Its nice to get out in the fresh air too.


----------



## Superheavy (May 21, 2016)

This morning, my skin has started to reflect that experience of being out in the fresh air....only a truly pale lad like me can get sunburn on a cloudy day in Wales!


----------



## HOBIE (May 21, 2016)

Superheavy said:


> This morning, my skin has started to reflect that experience of being out in the fresh air....only a truly pale lad like me can get sunburn on a cloudy day in Wales!


I got a touch of sun burn the other day at work. Does that mean its summer time  (thank goodness)


----------



## Matt Cycle (May 21, 2016)

Superheavy said:


> This morning, my skin has started to reflect that experience of being out in the fresh air....only a truly pale lad like me can get sunburn on a cloudy day in Wales!



Although my skin is fairly pale - especially after being covered up over the Winter - I have started to get a bit of colour in my arms and legs from being on the bike over the last few weeks as we have had a few warmish sunny days.  I always put sun cream on (factor 30 or 50) even if it doesn't seem that warm.


----------



## Superheavy (May 21, 2016)

Have an exam next Wednesday, but hopefully going to get out again next Thursday or Friday, but if I do I'll definitely be slabbing on some factor 30 on my neck, ears and nose. Maybe head up the Beacons, or further into the Gower this time.


----------



## HOBIE (May 25, 2016)

Superheavy said:


> Have an exam next Wednesday, but hopefully going to get out again next Thursday or Friday, but if I do I'll definitely be slabbing on some factor 30 on my neck, ears and nose. Maybe head up the Beacons, or further into the Gower this time.


Good luck with exam & enjoy being out !


----------



## Superheavy (May 27, 2016)

Well, passed my exam on Wednesday, and had a good half day walk up in the Beacons, picking up three peaks. Also found that  the gym work is improving my climbing, probably simply by being fitter, as I'm not working those legs particularly.
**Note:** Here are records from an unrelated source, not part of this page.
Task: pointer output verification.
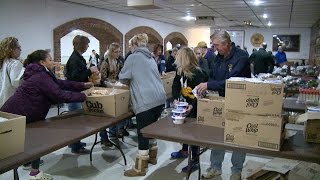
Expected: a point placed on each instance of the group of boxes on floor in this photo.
(250, 113)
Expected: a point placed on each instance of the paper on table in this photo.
(3, 119)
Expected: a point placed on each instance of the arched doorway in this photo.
(176, 38)
(153, 35)
(101, 30)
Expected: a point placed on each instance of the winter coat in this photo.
(10, 78)
(39, 90)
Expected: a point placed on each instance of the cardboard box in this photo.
(210, 111)
(116, 85)
(167, 82)
(115, 104)
(246, 95)
(311, 122)
(264, 132)
(12, 134)
(305, 171)
(277, 168)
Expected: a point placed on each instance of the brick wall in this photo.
(153, 36)
(103, 31)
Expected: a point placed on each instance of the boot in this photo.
(140, 167)
(153, 151)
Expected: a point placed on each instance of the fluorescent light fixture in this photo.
(188, 18)
(257, 2)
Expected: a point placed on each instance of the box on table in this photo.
(167, 82)
(210, 111)
(114, 104)
(247, 95)
(264, 132)
(311, 122)
(12, 134)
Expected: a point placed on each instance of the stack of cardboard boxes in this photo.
(210, 111)
(253, 113)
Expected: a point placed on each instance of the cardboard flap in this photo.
(308, 116)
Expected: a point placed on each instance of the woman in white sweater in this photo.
(11, 69)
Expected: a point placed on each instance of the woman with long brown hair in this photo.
(11, 69)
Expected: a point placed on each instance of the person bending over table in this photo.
(147, 97)
(188, 75)
(230, 62)
(76, 70)
(38, 91)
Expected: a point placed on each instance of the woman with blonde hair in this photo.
(140, 71)
(188, 76)
(11, 69)
(111, 66)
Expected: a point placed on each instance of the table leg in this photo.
(95, 142)
(15, 174)
(189, 163)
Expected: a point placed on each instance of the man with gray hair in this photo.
(261, 60)
(230, 62)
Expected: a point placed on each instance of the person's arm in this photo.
(240, 69)
(176, 87)
(56, 94)
(16, 71)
I'm still red faced and sweating, but I can usually go long without stopping on my climbs, of which there are quite a few up around Pen-y-Fan!


----------



## Northerner (May 27, 2016)

Congratulations on passing your exam  Makes the day out more enjoyable when you have gained overall fitness


----------



## HOBIE (May 27, 2016)

Well done SH !  for both exam & getin up them ther hills


----------